Europe needs to get moving! The external and internal challenges that it faces are likely to require a lot of change. Its security, growth, power and the support of its people will require policy revisions and bold decisions.

The German parliamentary elections on 26 September are therefore particularly important. A new era is opening up for the continent's largest economy, which is changing leadership at a time when many of the foundations of Germany's success are being called into question.

It will have to address its defence, which it had put in the hands of others since the tragedy of the war. It will have to adapt its highly export-oriented model to the new strategic situation, especially in Asia and on the eastern and southern borders of Europe. It will have to tackle digitisation and the greening of its industry, which are costly processes; it must succeed in integrating a large foreign population with a declining demography.

Most of these challenges will have to be met with and within the framework of the European Union.

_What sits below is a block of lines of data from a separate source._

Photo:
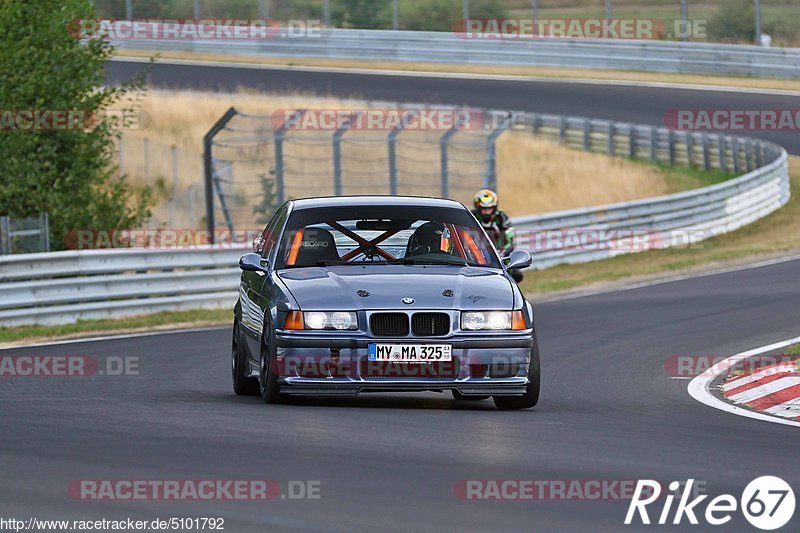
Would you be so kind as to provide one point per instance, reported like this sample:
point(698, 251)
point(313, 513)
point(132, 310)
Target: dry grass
point(776, 235)
point(533, 175)
point(542, 72)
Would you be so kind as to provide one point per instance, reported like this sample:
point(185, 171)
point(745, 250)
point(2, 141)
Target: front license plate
point(410, 353)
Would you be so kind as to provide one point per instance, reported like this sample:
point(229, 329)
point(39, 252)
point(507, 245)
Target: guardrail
point(448, 47)
point(62, 287)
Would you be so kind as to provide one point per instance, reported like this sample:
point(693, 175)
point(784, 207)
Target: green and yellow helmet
point(485, 198)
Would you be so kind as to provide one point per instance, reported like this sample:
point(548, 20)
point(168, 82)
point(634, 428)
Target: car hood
point(432, 287)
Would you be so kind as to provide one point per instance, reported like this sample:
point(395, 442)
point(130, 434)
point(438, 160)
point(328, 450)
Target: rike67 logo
point(767, 503)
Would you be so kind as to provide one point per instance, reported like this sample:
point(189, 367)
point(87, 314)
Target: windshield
point(384, 235)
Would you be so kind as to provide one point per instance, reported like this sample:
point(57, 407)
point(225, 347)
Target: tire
point(243, 384)
point(531, 396)
point(268, 380)
point(461, 398)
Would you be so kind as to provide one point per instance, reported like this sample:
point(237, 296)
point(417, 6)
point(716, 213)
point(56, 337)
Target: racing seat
point(426, 239)
point(316, 245)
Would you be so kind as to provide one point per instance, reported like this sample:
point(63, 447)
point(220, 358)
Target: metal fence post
point(587, 135)
point(671, 141)
point(748, 154)
point(632, 141)
point(536, 124)
point(490, 177)
point(278, 137)
point(44, 232)
point(392, 147)
point(689, 149)
point(5, 236)
point(654, 144)
point(146, 149)
point(445, 178)
point(612, 145)
point(208, 168)
point(121, 150)
point(337, 155)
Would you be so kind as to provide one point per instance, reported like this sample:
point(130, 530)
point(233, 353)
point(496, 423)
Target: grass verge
point(534, 175)
point(775, 234)
point(134, 324)
point(502, 70)
point(778, 233)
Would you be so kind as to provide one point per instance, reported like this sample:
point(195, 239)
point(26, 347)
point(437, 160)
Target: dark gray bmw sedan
point(354, 294)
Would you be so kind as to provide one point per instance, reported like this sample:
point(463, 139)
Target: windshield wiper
point(431, 261)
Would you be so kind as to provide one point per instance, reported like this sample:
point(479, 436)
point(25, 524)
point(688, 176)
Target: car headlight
point(492, 320)
point(339, 320)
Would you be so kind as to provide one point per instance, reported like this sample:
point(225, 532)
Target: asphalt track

A stable Germany is therefore necessary for the European Union.

However, the lacklustre election campaign that has just ended has not revealed any major substantive debates and has ultimately been very provincial. There was little talk of Europe and international issues, and it was sometimes difficult to find oppositions that clearly identified the contending camps.

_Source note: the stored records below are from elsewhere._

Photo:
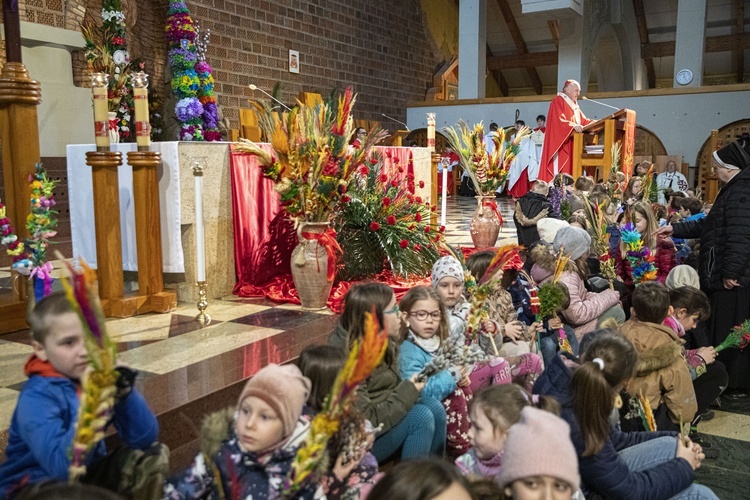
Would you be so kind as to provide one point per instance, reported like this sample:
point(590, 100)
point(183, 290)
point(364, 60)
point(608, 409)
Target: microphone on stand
point(397, 121)
point(591, 100)
point(254, 87)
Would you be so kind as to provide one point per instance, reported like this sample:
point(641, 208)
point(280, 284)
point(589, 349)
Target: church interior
point(186, 235)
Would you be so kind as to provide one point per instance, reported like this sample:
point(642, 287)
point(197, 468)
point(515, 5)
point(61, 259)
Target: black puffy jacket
point(724, 235)
point(530, 208)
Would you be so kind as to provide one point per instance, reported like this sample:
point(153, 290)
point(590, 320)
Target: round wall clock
point(684, 76)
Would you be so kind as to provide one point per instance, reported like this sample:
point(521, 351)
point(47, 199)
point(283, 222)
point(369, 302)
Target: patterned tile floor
point(187, 371)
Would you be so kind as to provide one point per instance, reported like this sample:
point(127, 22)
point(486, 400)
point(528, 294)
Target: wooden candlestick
point(140, 98)
point(99, 83)
point(151, 292)
point(104, 165)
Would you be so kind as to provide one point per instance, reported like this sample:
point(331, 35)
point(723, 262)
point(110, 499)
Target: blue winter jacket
point(43, 425)
point(606, 474)
point(412, 359)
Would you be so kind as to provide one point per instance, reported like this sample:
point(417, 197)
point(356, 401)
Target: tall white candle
point(140, 100)
point(445, 194)
point(99, 82)
point(431, 131)
point(199, 165)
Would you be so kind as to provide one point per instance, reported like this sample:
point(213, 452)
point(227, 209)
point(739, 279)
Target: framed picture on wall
point(451, 92)
point(293, 61)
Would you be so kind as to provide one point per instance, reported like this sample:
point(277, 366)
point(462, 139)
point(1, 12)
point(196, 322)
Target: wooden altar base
point(133, 304)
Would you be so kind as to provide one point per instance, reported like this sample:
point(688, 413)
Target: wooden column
point(19, 133)
point(151, 293)
point(712, 181)
point(104, 166)
point(433, 187)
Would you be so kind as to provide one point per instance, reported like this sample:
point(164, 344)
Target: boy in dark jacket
point(530, 208)
point(43, 425)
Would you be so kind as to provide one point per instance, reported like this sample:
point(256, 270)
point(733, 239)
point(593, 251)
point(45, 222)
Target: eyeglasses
point(422, 315)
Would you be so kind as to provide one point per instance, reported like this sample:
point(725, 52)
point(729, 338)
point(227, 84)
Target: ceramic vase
point(310, 267)
point(485, 223)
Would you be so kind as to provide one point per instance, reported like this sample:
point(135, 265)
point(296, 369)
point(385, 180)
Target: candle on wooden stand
point(99, 85)
point(140, 98)
point(199, 165)
point(445, 191)
point(431, 131)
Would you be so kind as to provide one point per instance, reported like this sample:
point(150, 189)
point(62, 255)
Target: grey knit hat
point(574, 241)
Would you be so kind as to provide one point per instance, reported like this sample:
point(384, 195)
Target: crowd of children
point(521, 407)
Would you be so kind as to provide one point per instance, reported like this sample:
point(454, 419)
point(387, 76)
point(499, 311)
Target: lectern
point(617, 128)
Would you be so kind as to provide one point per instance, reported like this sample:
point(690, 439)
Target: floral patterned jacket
point(243, 474)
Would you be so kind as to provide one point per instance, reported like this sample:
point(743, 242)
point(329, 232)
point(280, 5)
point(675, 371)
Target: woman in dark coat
point(724, 260)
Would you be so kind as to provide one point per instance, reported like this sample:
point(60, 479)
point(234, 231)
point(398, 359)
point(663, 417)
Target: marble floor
point(187, 371)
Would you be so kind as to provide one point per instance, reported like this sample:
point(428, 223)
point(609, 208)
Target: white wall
point(682, 122)
point(65, 115)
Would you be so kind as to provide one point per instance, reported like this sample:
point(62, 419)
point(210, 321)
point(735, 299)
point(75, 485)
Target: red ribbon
point(327, 240)
point(492, 205)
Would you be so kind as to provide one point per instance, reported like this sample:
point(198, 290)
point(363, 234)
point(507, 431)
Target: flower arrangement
point(186, 83)
point(615, 189)
point(311, 459)
point(311, 162)
point(641, 259)
point(381, 225)
point(98, 384)
point(549, 298)
point(650, 188)
point(14, 247)
point(206, 88)
point(106, 51)
point(486, 171)
point(485, 286)
point(738, 337)
point(600, 239)
point(452, 352)
point(41, 224)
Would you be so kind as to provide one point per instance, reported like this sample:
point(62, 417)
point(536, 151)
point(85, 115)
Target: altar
point(239, 204)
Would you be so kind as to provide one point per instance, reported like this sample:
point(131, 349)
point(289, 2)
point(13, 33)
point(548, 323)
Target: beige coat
point(662, 375)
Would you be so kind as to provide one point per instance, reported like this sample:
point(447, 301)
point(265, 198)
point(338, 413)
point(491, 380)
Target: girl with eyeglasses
point(412, 422)
point(424, 327)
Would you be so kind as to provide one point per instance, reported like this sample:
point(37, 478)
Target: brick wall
point(380, 48)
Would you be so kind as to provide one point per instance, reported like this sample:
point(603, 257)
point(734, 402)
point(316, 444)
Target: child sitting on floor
point(494, 410)
point(348, 476)
point(44, 421)
point(540, 458)
point(424, 330)
point(710, 378)
point(256, 451)
point(662, 374)
point(447, 280)
point(411, 423)
point(510, 335)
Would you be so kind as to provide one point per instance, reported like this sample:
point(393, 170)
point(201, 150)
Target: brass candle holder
point(203, 318)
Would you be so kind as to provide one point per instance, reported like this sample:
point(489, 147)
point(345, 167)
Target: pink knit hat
point(539, 445)
point(283, 388)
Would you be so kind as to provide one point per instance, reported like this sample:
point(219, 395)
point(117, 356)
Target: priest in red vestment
point(564, 117)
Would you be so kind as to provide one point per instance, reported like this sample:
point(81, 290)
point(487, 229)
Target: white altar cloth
point(81, 196)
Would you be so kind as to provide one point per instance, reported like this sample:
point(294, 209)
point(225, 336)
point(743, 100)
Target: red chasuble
point(558, 139)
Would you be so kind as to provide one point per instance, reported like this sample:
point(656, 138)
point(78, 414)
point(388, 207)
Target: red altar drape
point(264, 237)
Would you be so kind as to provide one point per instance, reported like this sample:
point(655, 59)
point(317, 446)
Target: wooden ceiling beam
point(554, 30)
point(531, 60)
point(640, 18)
point(723, 43)
point(518, 40)
point(739, 55)
point(501, 81)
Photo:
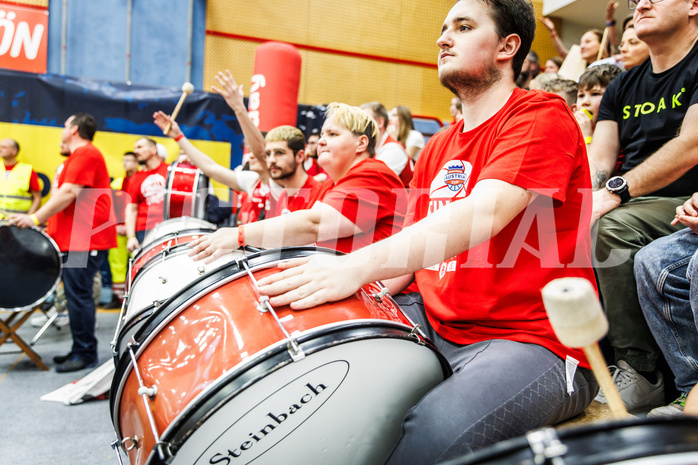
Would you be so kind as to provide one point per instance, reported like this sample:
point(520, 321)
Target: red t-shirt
point(372, 197)
point(89, 222)
point(302, 199)
point(147, 190)
point(34, 185)
point(493, 291)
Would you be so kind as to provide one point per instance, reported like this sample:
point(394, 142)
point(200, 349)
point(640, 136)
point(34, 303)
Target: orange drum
point(165, 235)
point(218, 376)
point(186, 191)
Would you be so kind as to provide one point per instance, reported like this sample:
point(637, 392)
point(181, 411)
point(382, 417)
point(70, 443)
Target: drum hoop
point(170, 236)
point(257, 367)
point(55, 284)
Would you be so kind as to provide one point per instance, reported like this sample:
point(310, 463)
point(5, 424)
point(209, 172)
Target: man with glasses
point(643, 163)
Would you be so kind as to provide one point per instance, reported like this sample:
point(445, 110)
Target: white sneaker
point(636, 392)
point(672, 410)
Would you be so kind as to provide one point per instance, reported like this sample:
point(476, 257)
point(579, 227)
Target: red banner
point(23, 38)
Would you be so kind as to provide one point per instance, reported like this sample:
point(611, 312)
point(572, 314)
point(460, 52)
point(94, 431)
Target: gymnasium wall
point(353, 52)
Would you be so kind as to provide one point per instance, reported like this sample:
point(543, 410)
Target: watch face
point(616, 183)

More worryingly, the two main political parties are losing ground, as is the case everywhere in Western democracies, and a third party may be needed to form a coalition, which will be a factor of instability.

If there is one success that the Federal Republic has achieved, it is the construction of a peaceful parliamentary democracy, supported by a political system that organises strong checks and balances to the point of having chosen a voting system that makes it virtually impossible for one party to have an absolute majority.

This system may well backfire on the intentions of its authors. Negotiations for the formation of a majority could be long and tedious, lasting several months and finally leading to a government programme that favours the status quo, or even immobility.

The fear of reform and the long months of uncertainty, a word the Germans hate, and which sharpens their fears, could prove detrimental to European progress. But it is also true that Angela Merkel could ensure this very long transition by remaining Chancellor, why not, until spring!